The goal of planning is not The Plan
- Erika Andresen
- Apr 14
- 2 min read
This should not come as a surprise once I explain what I mean.
The plan outlines the steps that will happen and the roles each person will have. It puts everyone on notice of when X happens, Y will be done by Z. Oh, but there is so much more!
First, planning is extremely important. It sets you up for success by having you prepare for disasters and disruptions so you can respond to them. Planning also creates the opportunity to set up systems that will mitigate any damage when the disruption or disaster happens. This already looks a lot deeper than the X, Y, Z.

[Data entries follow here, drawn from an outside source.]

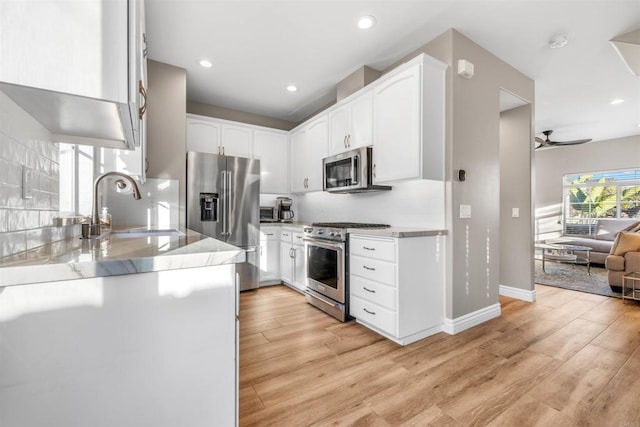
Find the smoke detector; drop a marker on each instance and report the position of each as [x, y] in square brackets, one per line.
[558, 41]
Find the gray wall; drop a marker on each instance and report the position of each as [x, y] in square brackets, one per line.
[473, 144]
[515, 171]
[238, 116]
[166, 126]
[552, 163]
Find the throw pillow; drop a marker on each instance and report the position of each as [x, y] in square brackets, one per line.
[626, 242]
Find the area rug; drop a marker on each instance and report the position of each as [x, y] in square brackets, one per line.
[572, 277]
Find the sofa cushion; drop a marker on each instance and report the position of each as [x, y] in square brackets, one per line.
[614, 262]
[626, 242]
[606, 229]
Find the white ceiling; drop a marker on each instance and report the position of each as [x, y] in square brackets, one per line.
[259, 47]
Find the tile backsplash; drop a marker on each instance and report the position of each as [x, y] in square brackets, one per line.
[27, 223]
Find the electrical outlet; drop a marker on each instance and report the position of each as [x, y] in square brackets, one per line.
[27, 182]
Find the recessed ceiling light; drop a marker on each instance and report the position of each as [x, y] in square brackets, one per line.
[558, 41]
[366, 22]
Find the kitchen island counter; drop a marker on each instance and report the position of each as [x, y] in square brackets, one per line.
[114, 255]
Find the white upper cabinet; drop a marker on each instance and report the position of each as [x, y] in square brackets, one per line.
[74, 66]
[235, 140]
[134, 162]
[299, 161]
[351, 125]
[317, 138]
[308, 147]
[271, 147]
[409, 122]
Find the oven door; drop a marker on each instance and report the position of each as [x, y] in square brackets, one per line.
[325, 268]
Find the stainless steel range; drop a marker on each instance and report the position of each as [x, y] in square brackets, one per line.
[326, 248]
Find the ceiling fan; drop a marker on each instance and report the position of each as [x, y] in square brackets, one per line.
[545, 142]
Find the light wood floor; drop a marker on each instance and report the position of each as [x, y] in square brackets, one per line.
[568, 359]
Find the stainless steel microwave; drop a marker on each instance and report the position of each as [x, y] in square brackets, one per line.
[350, 172]
[268, 214]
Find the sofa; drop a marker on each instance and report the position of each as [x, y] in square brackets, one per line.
[603, 239]
[624, 257]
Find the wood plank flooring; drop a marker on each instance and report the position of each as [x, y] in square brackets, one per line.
[569, 359]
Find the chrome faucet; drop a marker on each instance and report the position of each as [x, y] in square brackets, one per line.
[95, 218]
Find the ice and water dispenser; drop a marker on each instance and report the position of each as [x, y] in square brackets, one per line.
[209, 207]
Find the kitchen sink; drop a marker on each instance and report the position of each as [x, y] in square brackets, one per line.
[143, 232]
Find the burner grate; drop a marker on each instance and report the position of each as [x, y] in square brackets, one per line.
[349, 225]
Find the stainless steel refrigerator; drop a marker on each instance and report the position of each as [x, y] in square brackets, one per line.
[223, 201]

The goal of planning is so much more than a document you can look at. The process of making the plan enables you to learn more about the business you run on a deeper level. The process of making the plan increases your ability to collaborate and communicate with others both inside your business and outside your business if you've identified who that may be to help you. The process of making the plan - just making the plan - elevates you to a level of "ready" you didn't even know you were missing and was possible.
Second, through training and exercise, the plan becomes familiar. It becomes muscle memory. It keeps the knowledge of what to do alive so you're not looking at something 10 months after you last looked at it and it all reads like stereo instructions because you are not familiar with it (even though it is key to keeping your business alive). Familiarity transforms the plan into a playbook, which creates agility in the response. The plan also becomes a living document because it keeps getting tweaked and getting even stronger every time you exercise it.
This is true for business continuity. This is true for emergency management. This is true for crisis management. This is why you shouldn't have a compliance products company do your cookie cutter plan: they hand you something to check the box. You've done nothing to achieve any of the things I just discussed; you're no closer to truly being ready.
It's like the assignments I give my graduate students: I'm not giving them work for the sake of having more to grade; I want them to show me how they will apply the information they have to a scenario or set of facts. Their work shows me if they got it or they don't got it. It also allows me to direct them on how to do better on the next assignment. They are not simply regurgitating facts, they are learning.
What's the goal of planning? To enable you to be a bad a$$ who takes care of their business, secure your people, premises, and processes in advance, and rise to the occasion to keep operations continuous. The goal...is a state of preparedness; going through the steps gets you there. The plan becomes part of your business culture where you secure your assets with a plan, survive any disaster or disruption, and thrive in the aftermath.